Connecting this ascendancy to a guy like Keith Richards, the Rolling Stones’ brilliant, bad-boy guitarist, would seem an impossible leap of faith. But reading his book on NXN weekend I was struck by its tenderness and authenticity. For Richards, early on and even now, it was always about musical purity and art and the synergy of working with comrades to create a “sound.” The sound of the blues—that was where truth, meaning, could be found.
Many of us find our truths through running, a kind of music in itself, and so it rang right in Portland when Aris applied a musical metaphor to what he does. “I try and get into each kid’s mind and heart, and put that into a tapestry, a framework, that will work in a collective sense,” he said. “Let’s go to classical music. You have the great composers of the past. Today’s composers take their music and add to it. In running, our composers are Lydiard, Cerutty, Igloi… I take the tenets of each, add my own innovations and each season arrange it in a suitable format. It’s multi-faceted and time-consuming. People say, ‘Bill, you look tired.’ I am, but it’s a good tired.”
From corporate to cross country
Aris is 55. He runs himself. He’s a vegetarian. He’s tall and lean. He’s subdued in victory, though tears will well in his eyes when giving the girls, or boys, a collective post-race hug. He was trained in business and for many years before coaching was a corporate real estate manager. He’s been coaching at F-M since ’93 while working as a teacher’s aide. He recently retired from the aide position and now coaches full-time: both the Nike-sponsored post-collegiate Stotan Racing Team (with son John) and the high school squad.
“In my corporate job,” he said, “I traveled the country negotiating land sales and learned how to deal with people from all walks of life. I learned how to relate. The same principles apply at F-M. Negotiating, stroking, strategies.
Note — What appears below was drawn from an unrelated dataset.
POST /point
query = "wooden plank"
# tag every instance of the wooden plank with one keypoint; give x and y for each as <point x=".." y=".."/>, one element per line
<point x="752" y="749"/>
Being goal-oriented, trying to create excellence within a group.”
For Aris and his Stotans, it’s not business, it’s personal. “He takes the values that you try as a parent to teach your children and takes that another step,” said Catherine Chapman, Courtney’s mom. “He’s like a third parent.”
At first, her daughter Courtney was not exactly cross-country material. She just didn’t think running was for her. In 8th grade, in 2006, the year of Fayetteville’s first NXN victory, her parents convinced her to run by saying the season would be over in October since she was not on varsity. But Courtney was put on varsity and the sectional meet was coming up. “Just one more week,” said her mom. Then state. “Just one more week.” The state federation. “One more week.” Then nationals. “One more…”
At the federation meet, Fayetteville defeated Hilton, the 2005 NXN champion, and Saratoga, the 2004 NXN champion. In Portland, F-M triumphed by 50 points. Chapman was 5th scorer. There was no turning back now.
“People always ask, ‘What’s the secret of the F-M program?’” said Catherine Chapman. “It’s simple. It’s Bill Aris. He instills the belief that you can achieve these amazing things.”